Título: Itália não consegue formar governo e impasse faz mercados despencarem
Autor: Chade, Jamil
Fonte: O Estado de São Paulo, 27/02/2013, Internacional, p. A10

Crise. Sem maioria no Parlamento para comandar o país, coalizão de Pier Luigi Bersani rejeita aliança com grupo de Berlusconi e Bolsa de Milão cai 4,9%; Beppe Grillo, terceiro mais votado, recusa acordo com partidos que criticou durante a campanha eleitoral

Diante de um resultado eleitoral inconclusivo e do impasse na formação do novo governo, os principais partidos da Itália lançaram-se ontem em uma guerra declarada pelo poder e trouxeram de volta o clima de instabilidade para a Europa. Os mercados desabaram, enquanto líderes políticos reconheceram que a fase de incertezas poderá levar meses para ser superada.

A Bolsa de Milão caiu 4,9%, enquanto os spreads nos títulos de Itália, Portugal e Espanha sofreram um forte aumento. O euro voltou a perder valor para o dólar, enquanto hedge funds promoveram uma fuga em massa de ativos italianos. A Bolsa de Madri perdeu mais de 3,2%. A queda na Alemanha foi de 2%, em Londres, 1,4%, e em Paris, 2,7%. As bolsas dos EUA e da Ásia também sofreram.
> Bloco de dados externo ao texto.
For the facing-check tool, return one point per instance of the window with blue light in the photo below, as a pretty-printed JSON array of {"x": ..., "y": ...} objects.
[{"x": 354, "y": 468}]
Guido Westerwelle, ministro de Finanças da Alemanha, deixou claro que a Itália precisa continuar a reduzir sua dívida por meio de cortes. "A Itália tem um papel central na crise da dívida na Europa. Estamos todos no mesmo barco", alertou.

A crise em Roma levou à discussão aberta sobre a necessidade de um resgate financeiro da União Europeia para blindar o euro de uma contaminação. "A situação da Itália é dramática", afirmou Pier Luigi Bersani, líder do Partido Democrático (PD). Por seu partido ter sido o mais votado nas eleições de domingo e segunda-feira, ele será o primeiro a tentar formar um governo nas próximas semanas.

A eleição escancarou o protesto de milhões de italianos contra as políticas de austeridade do primeiro-ministro Mario Monti. No entanto, também abriu uma crise política diante da "ingovernabilidade" do país em razão da incapacidade dos partidos em obter maioria no Parlamento. Nas principais capitais europeias - e mesmo em Washington líderes não escondiam a preocupação.

Ontem, o primeiro a se manifestar foi Silvio Berlusconi, cuja coalizão obteve o controle apertado do Senado e ficou com a segunda maior bancada da Câmara. Para ele, a Itália deveria formar um governo de coalizão nacional e evitar novas eleições, que só poderiam ser convocadas depois de maio.

"Todos precisam estar prontos para fazer sacrifícios", disse, insinuando que estaria disposto a aceitar um acordo com Bersani, rival histórico. "Precisamos refletir agora. A Itália não pode ficar desgovernada."

Horas depois, Bersani subiu ao palco abatido. "Não vencemos, mesmo tendo chegado em primeiro", disse. O líder da centro-esquerda referia-se à possibilidade quase nula de conseguir formar um novo governo sem ter obtido uma maioria no Parlamento.

Líderes do PD já deixaram claro que não aceitam uma aliança com Berlusconi. Ainda assim, Bersani insinuou que estaria disposto a um acordo, sabendo que, sem isso, seu governo não sobrevive. Uma opção seria uma aproximação com a grande surpresa da eleição, o comediante Beppe Grillo, que obteve 25% dos votos, mas já anunciou que não fará alianças com partidos que atacou durante a campanha.

Bersani e Berlusconi temem que o impasse leve a uma nova eleição. O motivo: as projeções, apontam que, se isso ocorrer, há grande chance de Grillo sair com maioria suficiente para governar sozinho.

Por enquanto, a única certeza é que o imbróglio será longo. O novo Parlamento só se reúne no dia 15 e, no dia 21, o presidente italiano, Giorgio Napolitano, iniciará negociações para formar o governo. Até lá, o primeiro-ministro Mario Monti segue à frente do país.